After playing three seasons with Washington and helping them reach the playoffs each time, Washington parted ways with Burridge and traded him to the Los Angeles Kings for Warren Rychel. Unfortunately, Burridge was unable to find his wheels in L.A as he scored just four times in 38 games. Because of that, Burridge was released by the Kings and later picked up by the Buffalo Sabres. The move paid off handsomely as Randy, who was seemingly written off by the rest of the league, regained his form when he scored 25 goals and 58 points in 74 games, good enough for second on the Sabres scoring charts. In his last season with the Sabres, Buffalo was going through changes with coaching and management. A result of that was Burridge being left out of the Sabres plans.
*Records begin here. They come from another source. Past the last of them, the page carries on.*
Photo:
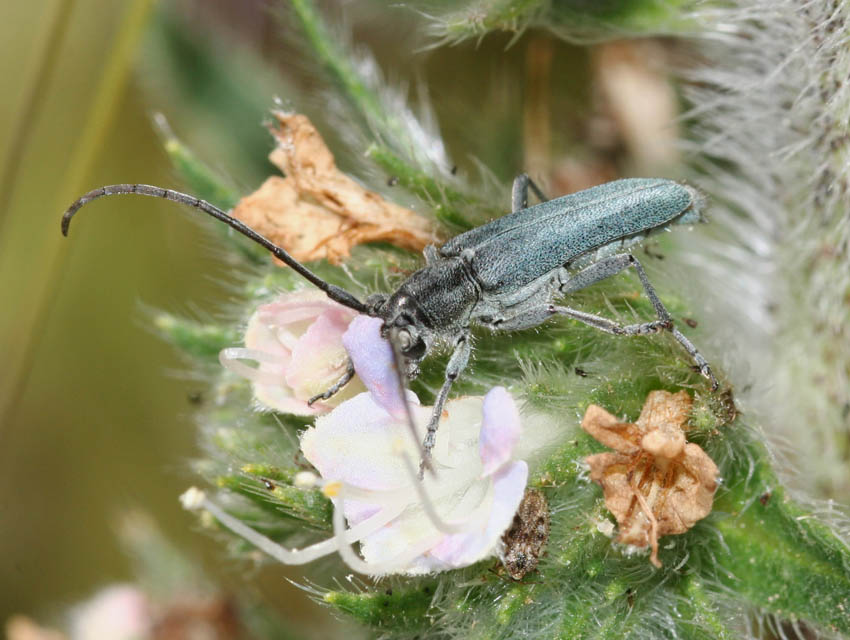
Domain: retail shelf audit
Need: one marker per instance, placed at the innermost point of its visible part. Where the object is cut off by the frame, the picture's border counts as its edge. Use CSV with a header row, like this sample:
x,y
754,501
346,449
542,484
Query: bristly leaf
x,y
760,551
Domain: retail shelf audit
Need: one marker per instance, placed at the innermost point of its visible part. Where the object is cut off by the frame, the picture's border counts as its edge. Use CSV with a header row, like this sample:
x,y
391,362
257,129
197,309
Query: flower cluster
x,y
366,454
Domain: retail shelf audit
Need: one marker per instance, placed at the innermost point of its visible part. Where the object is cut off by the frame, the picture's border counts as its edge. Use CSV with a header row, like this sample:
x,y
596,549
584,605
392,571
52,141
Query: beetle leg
x,y
339,384
519,192
457,363
608,267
He would play sparingly and, at the end of the ’97-’98 season, had his contract bought out by the Sabres.

Randy couldn’t find an NHL contract in 1998-99. He ended up splitting the year between Las Vegas Thunder of the IHL and the Hannover Scorpions in Germany. He was all set to hang up the blades after that season when the Detroit Red Wings offered him a training camp try-out. Randy went to the camp with the idea that he would retire if he couldn’t make the team. Unfortunately, the great depth of the Red Wings meant that he would not make the NHL team. Burridge stuck to his word and retired from the game of hockey. Burridge retired playing a total of 706 games, scoring an impressive 199 goals, 251 assists, 450 total points, and accumulating 458 penalty minutes.

On behalf of the entire BNG Hockey Organization, we hope you have a wonderful 56th birthday Randy Burridge!